While denial can prop you up against all odds for a while, it is never a reliable long term strategy.

Success is a tipping point/critical mass sort of thing. Until you reach that point it feels like failure the whole time.

Success seems to come overnight, but it actually takes a long time and never seems to be success until it actually is.

05 December 2008

There Really Is A Lobby!

And I stood in it for a long time yesterday.

Three colleagues and I went to our state capitol to lobby some senators on behalf of a bill (H 4162) that mandates an ‘anti-bullying’ policy in every public and charter school.

I was there as part of the leadership of a local LGBT supportive clergy network, as sexuality (perceived or presumed or actual) is a frequent reason for bullying. But this aspect was part of what was holding it up.

I believe it was Twain who said there were two things you should never watch being made, law and sausage. The latter is grisly, the former is tedious and dispiriting. We talked with four senators in the hurly burly of the actual lobby. They gave us five minutes or so, the key senator even less as he was the one most reluctant to see our point of view.

Then we waited for the committee meeting following the general session of the senate. From the gallery we watched as the drone of business, much of it delayed and pent up over the two years of the current legislative session, went by in a blur of repetition and formality. Whatever majesty one has about government is ground away quite quickly despite the imposing room in which they sit.

Eventually, an hour later than planned, the committee met and we trudged over to see if the bill would come out of committee where it has been for many months. If it did not come out now it would die and the process would have to start over – meaning another two years.

We were not alone. A professional lobbyist was there, she was also our advisor during most of the day, and the father of the boy for whom the law is named (who took his own life after being harassed). Though it was not on the agenda, lo and behold they took it up.

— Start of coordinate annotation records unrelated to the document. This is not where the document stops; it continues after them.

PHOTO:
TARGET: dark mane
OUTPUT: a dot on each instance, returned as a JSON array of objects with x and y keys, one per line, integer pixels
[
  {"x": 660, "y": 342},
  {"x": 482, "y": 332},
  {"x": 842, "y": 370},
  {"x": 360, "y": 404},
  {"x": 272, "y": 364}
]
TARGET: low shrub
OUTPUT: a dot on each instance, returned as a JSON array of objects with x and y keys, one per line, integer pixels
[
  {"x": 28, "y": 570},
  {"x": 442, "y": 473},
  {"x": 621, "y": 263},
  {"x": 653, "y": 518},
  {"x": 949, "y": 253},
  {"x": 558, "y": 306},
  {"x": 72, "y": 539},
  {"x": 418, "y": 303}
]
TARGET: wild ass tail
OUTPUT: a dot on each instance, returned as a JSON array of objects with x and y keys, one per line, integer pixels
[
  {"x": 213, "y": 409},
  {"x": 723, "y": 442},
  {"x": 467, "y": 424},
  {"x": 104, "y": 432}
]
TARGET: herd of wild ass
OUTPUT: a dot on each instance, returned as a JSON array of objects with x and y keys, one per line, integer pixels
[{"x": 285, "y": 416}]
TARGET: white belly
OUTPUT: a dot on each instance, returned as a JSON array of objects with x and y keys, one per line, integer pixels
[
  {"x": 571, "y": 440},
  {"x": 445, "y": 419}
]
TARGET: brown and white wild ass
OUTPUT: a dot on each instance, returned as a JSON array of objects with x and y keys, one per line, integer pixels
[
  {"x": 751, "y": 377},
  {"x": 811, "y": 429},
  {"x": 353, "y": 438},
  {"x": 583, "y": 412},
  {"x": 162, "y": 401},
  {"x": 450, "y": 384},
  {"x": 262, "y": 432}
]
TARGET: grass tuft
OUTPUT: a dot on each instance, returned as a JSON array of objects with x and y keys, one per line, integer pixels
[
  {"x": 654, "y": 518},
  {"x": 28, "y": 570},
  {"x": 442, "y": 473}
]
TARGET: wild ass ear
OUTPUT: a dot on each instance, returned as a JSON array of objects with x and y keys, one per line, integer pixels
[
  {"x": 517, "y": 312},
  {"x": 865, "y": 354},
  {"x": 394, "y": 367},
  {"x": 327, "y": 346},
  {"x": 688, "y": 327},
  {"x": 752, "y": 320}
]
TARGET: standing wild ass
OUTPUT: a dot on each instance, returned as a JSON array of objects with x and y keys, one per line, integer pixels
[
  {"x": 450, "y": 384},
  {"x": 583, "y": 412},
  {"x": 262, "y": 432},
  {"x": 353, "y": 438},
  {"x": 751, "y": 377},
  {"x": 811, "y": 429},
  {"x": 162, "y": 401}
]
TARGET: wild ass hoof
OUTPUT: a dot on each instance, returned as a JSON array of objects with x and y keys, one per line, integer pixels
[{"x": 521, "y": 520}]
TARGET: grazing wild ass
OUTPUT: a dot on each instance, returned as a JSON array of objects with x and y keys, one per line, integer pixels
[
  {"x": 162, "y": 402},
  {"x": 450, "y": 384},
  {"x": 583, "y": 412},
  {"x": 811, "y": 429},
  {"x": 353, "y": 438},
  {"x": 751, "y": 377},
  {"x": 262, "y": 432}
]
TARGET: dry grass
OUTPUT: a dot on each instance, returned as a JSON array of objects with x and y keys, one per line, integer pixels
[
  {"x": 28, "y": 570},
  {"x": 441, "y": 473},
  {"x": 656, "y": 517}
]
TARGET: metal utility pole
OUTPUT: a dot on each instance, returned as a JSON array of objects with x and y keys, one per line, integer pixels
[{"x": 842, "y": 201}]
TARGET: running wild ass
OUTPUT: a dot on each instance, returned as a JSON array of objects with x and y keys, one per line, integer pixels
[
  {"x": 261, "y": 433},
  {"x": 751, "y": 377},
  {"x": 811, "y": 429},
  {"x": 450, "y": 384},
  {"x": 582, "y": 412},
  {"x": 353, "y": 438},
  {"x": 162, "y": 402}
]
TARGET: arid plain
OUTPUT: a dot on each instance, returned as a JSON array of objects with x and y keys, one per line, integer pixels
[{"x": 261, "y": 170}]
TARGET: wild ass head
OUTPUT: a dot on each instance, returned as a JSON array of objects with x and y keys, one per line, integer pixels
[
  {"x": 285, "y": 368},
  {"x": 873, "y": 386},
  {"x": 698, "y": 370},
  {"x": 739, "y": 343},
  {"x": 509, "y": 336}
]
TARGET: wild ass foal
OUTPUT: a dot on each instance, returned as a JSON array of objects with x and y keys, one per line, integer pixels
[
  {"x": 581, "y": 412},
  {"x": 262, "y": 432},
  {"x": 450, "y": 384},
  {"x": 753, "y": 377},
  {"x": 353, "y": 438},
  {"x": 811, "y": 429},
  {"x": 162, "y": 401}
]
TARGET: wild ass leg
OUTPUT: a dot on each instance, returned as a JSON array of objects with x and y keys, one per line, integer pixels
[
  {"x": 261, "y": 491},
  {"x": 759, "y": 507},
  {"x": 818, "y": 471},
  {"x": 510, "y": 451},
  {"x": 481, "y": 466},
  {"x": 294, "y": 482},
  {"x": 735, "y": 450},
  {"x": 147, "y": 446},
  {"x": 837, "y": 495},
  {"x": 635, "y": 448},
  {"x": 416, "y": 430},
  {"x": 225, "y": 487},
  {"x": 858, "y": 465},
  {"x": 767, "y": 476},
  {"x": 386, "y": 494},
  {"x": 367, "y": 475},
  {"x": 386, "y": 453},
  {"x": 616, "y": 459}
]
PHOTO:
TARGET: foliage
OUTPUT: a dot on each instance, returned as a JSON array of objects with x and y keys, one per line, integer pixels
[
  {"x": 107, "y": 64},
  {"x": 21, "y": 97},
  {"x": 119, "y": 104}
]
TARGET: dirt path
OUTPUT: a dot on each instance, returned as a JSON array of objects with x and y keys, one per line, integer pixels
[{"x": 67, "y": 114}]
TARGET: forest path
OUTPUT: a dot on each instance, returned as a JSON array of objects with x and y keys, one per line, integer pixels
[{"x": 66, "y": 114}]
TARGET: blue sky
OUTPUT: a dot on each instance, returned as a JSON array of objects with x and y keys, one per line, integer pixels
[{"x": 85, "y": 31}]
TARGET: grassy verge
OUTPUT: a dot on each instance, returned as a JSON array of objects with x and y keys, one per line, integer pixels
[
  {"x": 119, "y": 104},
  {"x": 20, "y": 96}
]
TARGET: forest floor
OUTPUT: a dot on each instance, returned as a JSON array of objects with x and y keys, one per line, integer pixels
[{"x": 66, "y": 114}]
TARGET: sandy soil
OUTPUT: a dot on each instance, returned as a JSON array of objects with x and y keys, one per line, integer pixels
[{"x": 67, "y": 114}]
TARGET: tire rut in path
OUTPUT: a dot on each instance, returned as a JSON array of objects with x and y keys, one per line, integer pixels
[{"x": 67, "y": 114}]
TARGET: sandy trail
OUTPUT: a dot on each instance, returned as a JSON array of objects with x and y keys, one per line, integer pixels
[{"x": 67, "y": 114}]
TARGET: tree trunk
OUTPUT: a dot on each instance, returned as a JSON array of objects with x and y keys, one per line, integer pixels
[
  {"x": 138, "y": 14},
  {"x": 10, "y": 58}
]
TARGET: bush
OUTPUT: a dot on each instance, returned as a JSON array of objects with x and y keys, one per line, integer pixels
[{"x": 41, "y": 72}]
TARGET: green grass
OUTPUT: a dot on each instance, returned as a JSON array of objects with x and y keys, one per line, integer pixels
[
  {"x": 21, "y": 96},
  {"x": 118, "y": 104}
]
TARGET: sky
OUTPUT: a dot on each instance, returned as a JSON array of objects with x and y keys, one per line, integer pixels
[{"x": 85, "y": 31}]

The good news, it was sent to the floor. The bad news, language that pointed to a state education model policy, was removed. The reason was that it would tie the hands of administrators in making judgments, and school officials really do have a lot of rules already. But it was the model policy that named various ‘classes’ of kids who are bullied – racial and ethnic of course, along with religion, disability, gender and (this was the sticking point I think) sexuality.

So we helped get the bill out to the floor, but far from the form in which it was passed by the house and farther yet from its original form. We got a first down, not a touch down.

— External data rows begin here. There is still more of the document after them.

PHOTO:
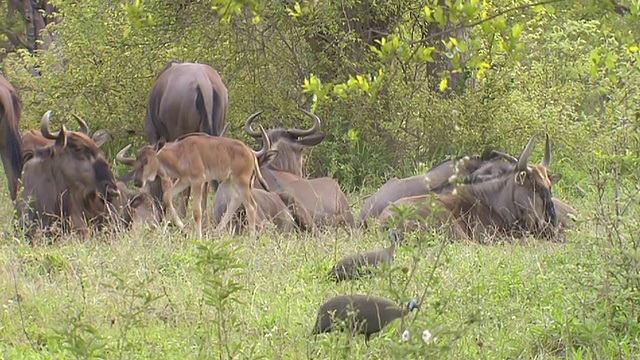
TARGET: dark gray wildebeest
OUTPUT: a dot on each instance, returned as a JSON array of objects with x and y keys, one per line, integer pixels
[
  {"x": 186, "y": 98},
  {"x": 439, "y": 179},
  {"x": 280, "y": 208},
  {"x": 189, "y": 159},
  {"x": 10, "y": 141},
  {"x": 68, "y": 180},
  {"x": 322, "y": 197},
  {"x": 515, "y": 202},
  {"x": 33, "y": 138}
]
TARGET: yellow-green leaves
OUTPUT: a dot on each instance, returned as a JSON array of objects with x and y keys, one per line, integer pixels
[{"x": 137, "y": 16}]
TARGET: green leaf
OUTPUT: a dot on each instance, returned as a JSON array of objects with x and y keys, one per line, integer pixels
[{"x": 443, "y": 84}]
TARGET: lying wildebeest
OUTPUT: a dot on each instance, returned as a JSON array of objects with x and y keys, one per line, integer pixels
[
  {"x": 134, "y": 208},
  {"x": 435, "y": 180},
  {"x": 10, "y": 142},
  {"x": 68, "y": 180},
  {"x": 518, "y": 201},
  {"x": 33, "y": 138},
  {"x": 280, "y": 208},
  {"x": 321, "y": 197},
  {"x": 193, "y": 160},
  {"x": 186, "y": 98}
]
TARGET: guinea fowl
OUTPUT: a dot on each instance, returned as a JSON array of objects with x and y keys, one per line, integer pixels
[
  {"x": 354, "y": 266},
  {"x": 360, "y": 314}
]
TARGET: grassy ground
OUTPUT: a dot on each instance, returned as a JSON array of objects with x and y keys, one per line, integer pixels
[{"x": 161, "y": 295}]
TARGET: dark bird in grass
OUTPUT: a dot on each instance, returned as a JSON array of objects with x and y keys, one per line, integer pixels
[
  {"x": 359, "y": 314},
  {"x": 355, "y": 266}
]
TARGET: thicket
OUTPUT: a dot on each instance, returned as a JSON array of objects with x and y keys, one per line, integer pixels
[{"x": 397, "y": 84}]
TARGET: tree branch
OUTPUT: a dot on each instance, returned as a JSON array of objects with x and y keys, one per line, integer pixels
[
  {"x": 14, "y": 39},
  {"x": 476, "y": 23}
]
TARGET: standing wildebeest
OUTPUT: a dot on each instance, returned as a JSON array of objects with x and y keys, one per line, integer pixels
[
  {"x": 193, "y": 160},
  {"x": 33, "y": 138},
  {"x": 321, "y": 197},
  {"x": 69, "y": 179},
  {"x": 185, "y": 98},
  {"x": 278, "y": 207},
  {"x": 517, "y": 201},
  {"x": 10, "y": 142},
  {"x": 435, "y": 180}
]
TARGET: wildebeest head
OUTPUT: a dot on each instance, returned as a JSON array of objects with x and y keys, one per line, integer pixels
[
  {"x": 33, "y": 139},
  {"x": 289, "y": 143},
  {"x": 522, "y": 193},
  {"x": 145, "y": 166},
  {"x": 79, "y": 161}
]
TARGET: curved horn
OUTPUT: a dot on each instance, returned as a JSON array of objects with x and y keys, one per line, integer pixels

Hot soup was waiting for me at home. Vegetarian soup. I had enough sausage for one day.

01 December 2008

Drunk Man Walking

No I am not drunk, but referring to the statisticians example of randomness, the 'drunkard's walk.' If you click on the link the Wikipedia article would quiclkly make you think I am way smarter than I am. I only meant to refer to the general notion.

Anyway, I just had a few random thoughts that string together in no consicous order.

- You probably make more mistakes than you realize, and that means you get more forgiveness than you know. We mostly forgive and that is probably pretty good in the long run.

- It's hard to separate tenacious from stubborn. Maybe it's all about who is doing the talking, the tenacious one or the poor fellow who has to deal with the stubborn one.

- The more you learn the less you know.

- One size does not fit all, even with spandex. I don't mean clothes so much as economic policy. Sometimes we need less regulation, sometimes more. Sometimes taxes should be high, sometimes low. All the various systems work, and probably should be used. The trick is knowing which to do when.

- We need leaders, but not so much. Everyone talks about the need for 'leadership' but I think the real challenge is followership. Following is powerful stuff but no one wants to be one and it's not the stuff of books in airports.

- It's gets late earlier and earlier. See ya!